L’imbroglio de Notre-Dame-des-Landes. Comment a-t-on pu en arriver là ?

 

Capture d’écran 2016-02-17 à 19.47.02Vous avez “aimé“ le feuilleton sur la déchéance de nationalité, vous allez “adorer“ celui sur le référendum de Notre-Dame-des-Landes. Depuis l’annonce faite à l’occasion du remaniement gouvernemental par le président de la République d’organiser un référendum local sur le projet controversé d’aéroport à Notre-Dame-des-Landes, les juristes y vont de bon cœur pour montrer la difficulté de l’exercice.
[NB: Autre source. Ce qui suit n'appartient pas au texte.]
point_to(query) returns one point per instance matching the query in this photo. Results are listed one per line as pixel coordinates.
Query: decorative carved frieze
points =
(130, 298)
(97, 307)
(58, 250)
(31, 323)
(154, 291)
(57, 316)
Le Premier ministre a voulu siffler la fin de la récréation en annonçant que les modalités précises du référendum seront établies d’ici « un mois au plus » avec les « consultations nécessaires (…) à la fois sur la question qui sera posée, sur le périmètre de la consultation, et sur les modalités“. Et manuel Valls d’enfoncer le clou : “Cette consultation aura lieu et elle aura force de loi d’une certaine manière, au-delà de l’avis des élus. (…) Consulter les citoyens sur ce sujet-là, avant l’été, s’impose et donnera la force nécessaire au projet ». Acceptons-en l’augure.

Le président du groupe des Radicaux de gauche à l’Assemblée nationale, Roger-Gérard Schwartzenberg, a mis en garde l’exécutif contre un « double obstacle juridique » : le projet relève non de la compétence locale mais de l’État qui a déclaré les travaux d’utilité publique. Or, l’État ne peut décider d’un référendum local et une collectivité territoriale ne peut organiser un tel référendum sur un dossier relevant non de sa compétence mais de celle de l’État. Les référendums locaux à caractère décisionnel sont possibles depuis la loi du 1er août 2003, s’ils sont organisés à l’initiative de collectivités territoriales et si le projet de délibération tend à régler une affaire de la compétence de cette collectivité.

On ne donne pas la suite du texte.